Conducido por el claretiano Fernando Prado, este encuentro comenzó con la intervención de María José Tuñón,  Esclava del Corazón de Jesús y directora del secretariado de la comisión episcopal de Vida Consagrada en la CEE.

Tuñón habló de la necesaria renovación del amor en el seno de la vida consagrada a la luz de la encíclica del Papa Francisco, Fratelli tutti. «Hacer más nuestras las penas y alegrías de este mundo» para que, «con un corazón encendido y lleno pasión»,  se pueda llevar a cabo una «conversión diaria». 

Acto seguido, el presidente de la comisión de Vida Consagrada y obispo de León, Luis Ángel de las Herasha recordado que «los consagrados tenemos que ser luz y esperanza para mucha gente». De las Heras no ha querido olvidarse de sus colegas obispos miembros de esta comisión y ha reflexionado sobre el llamado del Papa Francisco a todos los que tienen la condición de consagrados a Cristo: «estar siempre en las periferias, con los últimos. Anunciar que Cristo está vivo y que tenemos que mancharnos las manos. Para la Iglesia y para la vida consagrada no hay fronteras. Las únicas que existen es la de los pobres y tenemos que romperlas»

«Necesitamos recuperar la fuerza de las palabras»

Este ha sido el mensaje central que el arzobispo emérito de Tánger, Santiago Agrelo, ha querido destacar durante su participación en el coloquio.

«Los eclesiásticos solemos usar un lenguaje que no llega. Dios se ha quedado fuera de la vida de los hombres y mujeres de nuestra sociedad. Ha desaparecido de forma indolora. Vivimos en un mundo en el que nada parece tener consistencia y es por eso que  necesitamos recuperar la fuerza de las palabras». 

Por último, monseñor Agrelo, ha aseverado  que «los religiosos y religiosas han de estar comprometidos —prometidos con— la justicia y ser artesanos de la comunión» en un mundo repleto de heridas y soledad que nos exige un profundo discernimiento de nuestras propias faltas para salir al encuentro del otro.  

«Ser sal, luz y fermento»

«Con una vocación discreta pero apasionante»,  Vicenta Estellés, ex presidenta de  la Conferencia Española de Institutos Seculares (CEDIS) y actual miembro del Instituto secular de las Obreras de la Cruz, quiso hacer especial énfasis en la operatividad de «permanecer en la sociedad para curar las heridas emocionales, materiales y afectivas de nuestros hermanos en Cristo». También tuvo un gesto de cariño y recuerdo a todas las hermanas de distintos institutos religiosos que se han visto afectadas por la covid-19. 

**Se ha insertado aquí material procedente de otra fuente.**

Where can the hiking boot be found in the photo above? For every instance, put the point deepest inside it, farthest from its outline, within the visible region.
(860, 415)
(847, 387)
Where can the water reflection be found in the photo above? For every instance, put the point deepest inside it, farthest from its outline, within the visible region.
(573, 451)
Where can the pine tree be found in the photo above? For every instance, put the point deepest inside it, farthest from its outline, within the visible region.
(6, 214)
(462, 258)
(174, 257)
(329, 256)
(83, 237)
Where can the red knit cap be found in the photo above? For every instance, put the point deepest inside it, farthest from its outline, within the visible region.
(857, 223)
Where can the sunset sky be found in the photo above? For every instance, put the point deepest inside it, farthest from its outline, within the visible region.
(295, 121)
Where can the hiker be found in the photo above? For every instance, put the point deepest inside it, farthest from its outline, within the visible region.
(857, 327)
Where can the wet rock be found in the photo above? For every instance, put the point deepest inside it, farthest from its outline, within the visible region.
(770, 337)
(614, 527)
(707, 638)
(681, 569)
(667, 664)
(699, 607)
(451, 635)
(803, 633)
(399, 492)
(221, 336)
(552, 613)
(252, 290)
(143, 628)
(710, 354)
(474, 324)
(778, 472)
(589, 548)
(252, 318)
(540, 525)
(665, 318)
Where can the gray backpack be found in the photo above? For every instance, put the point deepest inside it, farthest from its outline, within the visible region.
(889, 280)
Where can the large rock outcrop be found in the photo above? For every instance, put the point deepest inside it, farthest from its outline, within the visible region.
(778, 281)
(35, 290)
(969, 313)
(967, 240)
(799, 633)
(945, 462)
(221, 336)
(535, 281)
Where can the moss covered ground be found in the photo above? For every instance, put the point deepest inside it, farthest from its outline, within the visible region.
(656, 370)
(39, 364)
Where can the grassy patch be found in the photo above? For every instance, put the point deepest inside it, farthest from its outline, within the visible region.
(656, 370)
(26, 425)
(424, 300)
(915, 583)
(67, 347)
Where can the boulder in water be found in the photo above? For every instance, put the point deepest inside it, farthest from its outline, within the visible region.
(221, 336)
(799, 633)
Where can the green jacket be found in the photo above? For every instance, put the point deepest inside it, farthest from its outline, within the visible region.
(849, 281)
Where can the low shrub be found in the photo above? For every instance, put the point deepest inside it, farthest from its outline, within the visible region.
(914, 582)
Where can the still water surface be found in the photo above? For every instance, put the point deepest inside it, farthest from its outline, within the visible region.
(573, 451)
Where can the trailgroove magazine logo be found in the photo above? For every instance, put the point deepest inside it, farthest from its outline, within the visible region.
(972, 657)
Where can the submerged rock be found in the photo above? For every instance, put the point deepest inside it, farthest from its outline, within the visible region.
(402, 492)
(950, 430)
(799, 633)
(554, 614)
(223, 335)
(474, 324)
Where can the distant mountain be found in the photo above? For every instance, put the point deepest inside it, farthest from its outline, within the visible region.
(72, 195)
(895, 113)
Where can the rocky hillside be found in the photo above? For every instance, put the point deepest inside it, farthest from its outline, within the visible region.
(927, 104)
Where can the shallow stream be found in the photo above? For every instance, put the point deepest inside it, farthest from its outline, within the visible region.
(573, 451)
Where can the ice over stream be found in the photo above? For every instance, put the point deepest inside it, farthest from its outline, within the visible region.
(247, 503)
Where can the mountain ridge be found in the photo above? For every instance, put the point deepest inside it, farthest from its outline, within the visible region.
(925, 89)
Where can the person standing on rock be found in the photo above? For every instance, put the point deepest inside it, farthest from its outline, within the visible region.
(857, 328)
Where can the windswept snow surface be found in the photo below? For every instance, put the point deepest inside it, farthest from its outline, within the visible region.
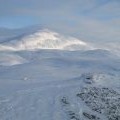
(47, 76)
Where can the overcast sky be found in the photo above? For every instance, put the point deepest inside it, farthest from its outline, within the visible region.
(86, 19)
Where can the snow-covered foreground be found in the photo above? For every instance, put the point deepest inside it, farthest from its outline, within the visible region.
(58, 84)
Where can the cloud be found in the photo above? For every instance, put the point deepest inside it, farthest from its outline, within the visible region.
(86, 19)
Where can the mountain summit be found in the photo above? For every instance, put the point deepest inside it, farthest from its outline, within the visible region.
(44, 39)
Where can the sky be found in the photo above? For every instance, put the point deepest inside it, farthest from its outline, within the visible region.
(86, 19)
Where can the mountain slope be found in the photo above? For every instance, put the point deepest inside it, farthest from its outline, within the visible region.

En una de sus participaciones, expresó el carisma de los institutos seculares, que no es otro que «mostrar la belleza del seguimiento de Cristo en las condiciones ordinarias de la vida.  Nuestra manera de aplicar la fraternidad universal es ir al encuentro de los que no piensan como nosotros». 

«Los monjes y las monjas, simplemente con nuestra vida, apuntamos hacia Dios»

Pilar Tejada monja benedictina— habló de la vida consagrada desde las peculiaridades de una comunidad contemplativa, que funciona en torno a la intercesión por los hombres y la alabanza a Dios. 

«Si amamos a nuestro Padre, no podemos no amar a nuestros hermanos.  En estos tiempos difíciles la invitación de Jesús que nos llama a ser compasivos como nuestro padre es compasivo». 

Una mirada a la realidad desde la fe puede revertir, según comentaba Pilar Tejada, en una acogida a las personas que sufren en nuestro entorno buscando consuelo y orientación. 

«La encíclica Fratelli tutti nos anima a ver si está en armonía nuestra vida contemplativa con la solidaridad necesaria en el mundo.  La vida en comunidad se constituye por el amor. Éste es expansivo. Hay que salir del propio grupo. Cuanto más auténtico es el amor, más dispuesto está a abrirse. En una comunidad como la nuestra, el orden y el silencio son  importantes pero no dejan de ser medios porque el amor es lo fundamental».